In the absence of a clear use, people have nothing to evaluate the situation (environment) before them with. This situation, when not ignored, often leads to a sort of panic. Outside the arts, things are instantly evaluated for use conscious or not, and confusing, atypical objects or ideas are filed for later, forgotten, or in a few cases, followed to the genesis of a new perspective or until they are rejected as an unsuccessful route. Within the arts, a similar algorithm is applied. This is learned in school or socially, from or other people’s behavior in real life or films or whatever. Ideas of aesthetic, narrative structure, and certainly “meaning” become criteria by which art is judged, by comparing it to how these values are perceived to exist in a handful of historically acknowledged works (which, in most cases, the viewer hasn’t experienced). It is curious how many people who have not actually seen a famous art work, even reproduced, can still explain its “meaning”, as if the object exists as a grammatical construction more so than it’s physical embodiment.
The arts are, in fact, by nature conversational. That is one use of many objects. The arts are discursive, and perceptive disciplines.
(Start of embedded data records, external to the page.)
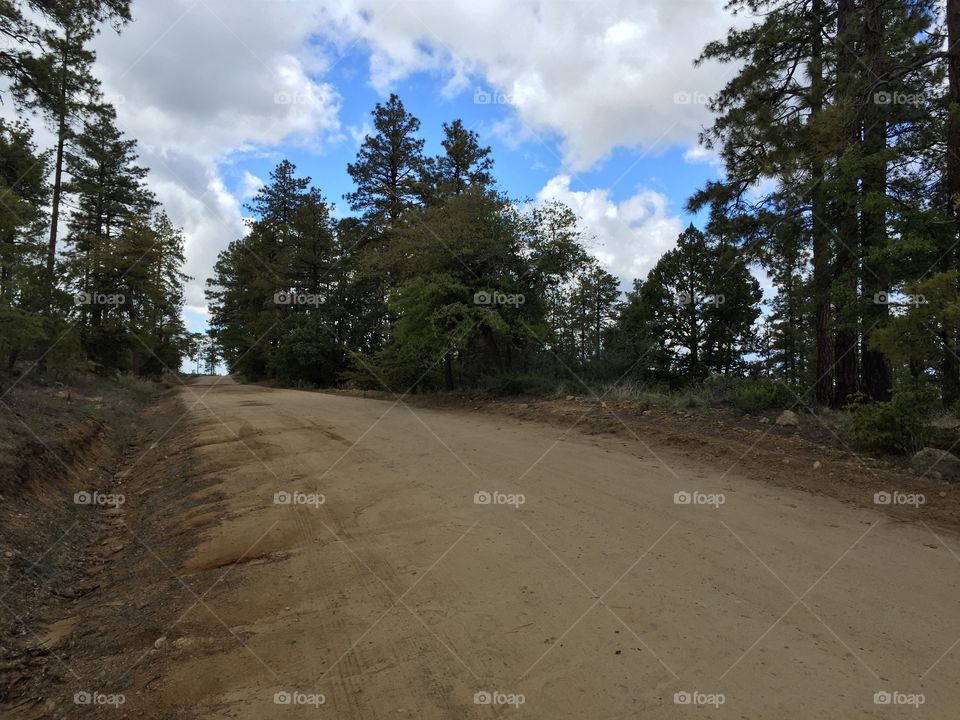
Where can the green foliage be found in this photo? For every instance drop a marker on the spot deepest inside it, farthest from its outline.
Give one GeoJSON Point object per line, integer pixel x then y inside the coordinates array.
{"type": "Point", "coordinates": [507, 385]}
{"type": "Point", "coordinates": [755, 395]}
{"type": "Point", "coordinates": [900, 425]}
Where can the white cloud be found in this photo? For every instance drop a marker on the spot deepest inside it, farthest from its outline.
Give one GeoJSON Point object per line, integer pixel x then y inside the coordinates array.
{"type": "Point", "coordinates": [601, 74]}
{"type": "Point", "coordinates": [203, 82]}
{"type": "Point", "coordinates": [630, 235]}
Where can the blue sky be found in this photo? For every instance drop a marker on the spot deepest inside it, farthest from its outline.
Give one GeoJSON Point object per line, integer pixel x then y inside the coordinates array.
{"type": "Point", "coordinates": [595, 104]}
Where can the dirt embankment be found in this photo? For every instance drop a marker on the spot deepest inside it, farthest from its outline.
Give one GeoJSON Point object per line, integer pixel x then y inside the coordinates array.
{"type": "Point", "coordinates": [76, 574]}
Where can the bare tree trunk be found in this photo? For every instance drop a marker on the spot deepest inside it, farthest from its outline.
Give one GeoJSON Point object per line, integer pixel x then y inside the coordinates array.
{"type": "Point", "coordinates": [848, 240]}
{"type": "Point", "coordinates": [950, 366]}
{"type": "Point", "coordinates": [822, 255]}
{"type": "Point", "coordinates": [876, 376]}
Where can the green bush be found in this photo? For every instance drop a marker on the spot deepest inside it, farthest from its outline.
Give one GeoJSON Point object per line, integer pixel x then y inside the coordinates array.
{"type": "Point", "coordinates": [898, 426]}
{"type": "Point", "coordinates": [756, 395]}
{"type": "Point", "coordinates": [506, 385]}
Innovation has always paradoxically, in light of what has been discussed just previously, been part of the expectation of the consumer of art works, and curiosity and the asking of questions expected to be part of the working process of artists.
So the arts in the west have evolved into a new use from within their own tradition. Now, through experimental forms, the arts can point anywhere. They point inward and outward, and possibly infinitely. Inward, certainly, combining what used to be viewed as distinct media, incorporating critical discourse as or into art works themselves and in many other ways, and outward also: right out of these traditional disciplines, and out of the refined conventions of the fine arts themselves, almost back around to Plato’s sense yet, importantly, without the need to ‘master’ anything. The arts have become a place where ideas from many disciplines can be juxtaposed or examined in light of one another’s criteria, they can be made algebraically interactive with each other with unknown results. This is a laboratory for cultural, individual, aesthetic, historical, scientific, political, improvisational, emotional, empirical, expressive, and or introverted questions, design responses, examinations, and problems and curiosities of all kinds.
At this point we are no longer discussing form, but function , which along with form is negotiable.